Right: Bronze relief, cast in 2010 by Dr Rhyl Hinwood, from a fibreglass portrait by
Daphne Mayo, donated to Fryer Library by the Robinson family in 1990.

Any visitor to Fryer Library who wishes to learn more about this important figure in the history of Australian literature study and The University of Queensland can access the papers of Doc Robbie in Fryer Library's FW Robinson collection.This includes personal papers, correspondence, manuscripts, diaries, notes, photos, maps and miscellaneous publications, in more than 33 boxes of unpublished and published material.

Paul Sherman's family


L-R, Paul Sherman's sister-in-law Sue Sherman, sister Lyn Mitchell, nephew Andrew Sherman,
Fryer Library Manager Simon Farley.
A display of items from the Paul Sherman collection UQFL428 is in the background. 

Members of Paul Sherman's family made a special visit to Fryer Library at the end of July to view pictures and memorabilia honouring Paul's Shakespearean acting career. These items formed part of the Library's  “My Library Was Dukedom Large Enough” exhibition of rare books and manuscript material to celebrate the 400 year history of the works of William Shakespeare (1564-1616).

Poet, playwright, actor, journalist, teacher and raconteur: Paul Anthony Sherman was revered in many circles, and yet was the humblest of men.[8]          

Scene from Coriolanus by William Shakespeare on the steps of Forgan Smith Building,
presented by the University of Queensland Dramatic Society
during Commemoration Week, St Lucia, Brisbane, 23 to 24 Apr 1956.

Alistair Sponsel, Assistant Professor of History, Vanderbilt University

In August, Alistair Sponsel, Assistant Professor of History at Vanderbilt University, USA, and 2013 Ritter Memorial Fellow, travelled to Australia to visit the University of Sydney, UQ's Heron Island Research Station and Fryer Library as part of his research on the topic “Coral Reefs: From Threatening to Threatened.”

Alistair Sponsel, Assistant Professor of History, Vanderbilt University,
with Fryer Library Manager Simon Farley in the FW Robinson Reading Room

Alistair is an historian of modern science, receiving his PhD in history of science from Princeton University in 2009. He combines teaching courses on the history of science, the history of exploration, and environmental history at Vanderbilt University in Nashville, Tennessee, with his various research interests. Professor Sponsel's current research focuses on the history of coral reef science and on Charles Darwin's early career, with his first book ("Darwin's First Theory") to be published by University of Chicago Press. In Fryer Library, Alistair examined the papers of Dorothy Hill, Australia's first female professor and first female president of the Australian Academy of Science, and he proved to be an extremely hardworking but most undemanding researcher!

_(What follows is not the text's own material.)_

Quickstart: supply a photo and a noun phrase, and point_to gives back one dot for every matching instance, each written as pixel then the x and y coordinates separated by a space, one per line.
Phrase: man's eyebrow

Professor Dorothy Hill (1907-1997)

Professor Dorothy Hill, geologist and palaeontologist, became an acknowledged expert on corals, and her own coral research was aided by her ability to use core samples obtained from the Great Barrier Reef (principally Heron Island). Her study of reef geology was complimented by that of Professor John Wells from Cornell University. During the 1950’s Wells was a Fulbright scholar who visited UQ for almost a year, including Heron Island, and his own past research included studies of the Marshall Islands and Bikini Atoll.

We hope that Professor Sponsel will maintain his Australian connection and revisit Fryer Library in the not too distant future.

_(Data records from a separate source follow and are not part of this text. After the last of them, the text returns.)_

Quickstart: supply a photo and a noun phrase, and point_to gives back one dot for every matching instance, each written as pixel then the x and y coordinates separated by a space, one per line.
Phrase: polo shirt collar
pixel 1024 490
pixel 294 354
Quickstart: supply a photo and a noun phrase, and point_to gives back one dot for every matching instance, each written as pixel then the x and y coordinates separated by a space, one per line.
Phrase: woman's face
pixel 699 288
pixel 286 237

[1] Dr William Hatherell (2014) Two pioneers of 'English' in Queensland: JJ Stable and FW Robinson. Fryer Folios9 1: 3-6.

[2] Robinson, FW, 'The Fryer Memorial Library of Australian Literature', Galmahra, November 1952, pp. 8-9.

[3] Ibid.

[4] Galmahra : the magazine of the University of Queensland (1928) Volume 4 Issue 3, p39.

[5] Hatherell, W. (2015). Queensland man of letters: The many worlds of F.W. Robinson. Queensland Review, 22(2), 143-156.   

[6] A guide to the Great Court Rev. & updated ed. ed. Edited by Pascoe, Brian D. and University of Queensland. Media and Information Services. St. Lucia, Qld.: University of Queensland Press, 1992. p72.

[7] Edwards, P. (1990). Documents and Correspondence Relating to the 'Doc Robbie Memorial Benches', 1990-1994. Fryer Library, F3317.

[8] Sheahan-Bright, Robyn (2016) Obituaries : Paul Sherman OAM. Fryer Folios10 1: 39-39.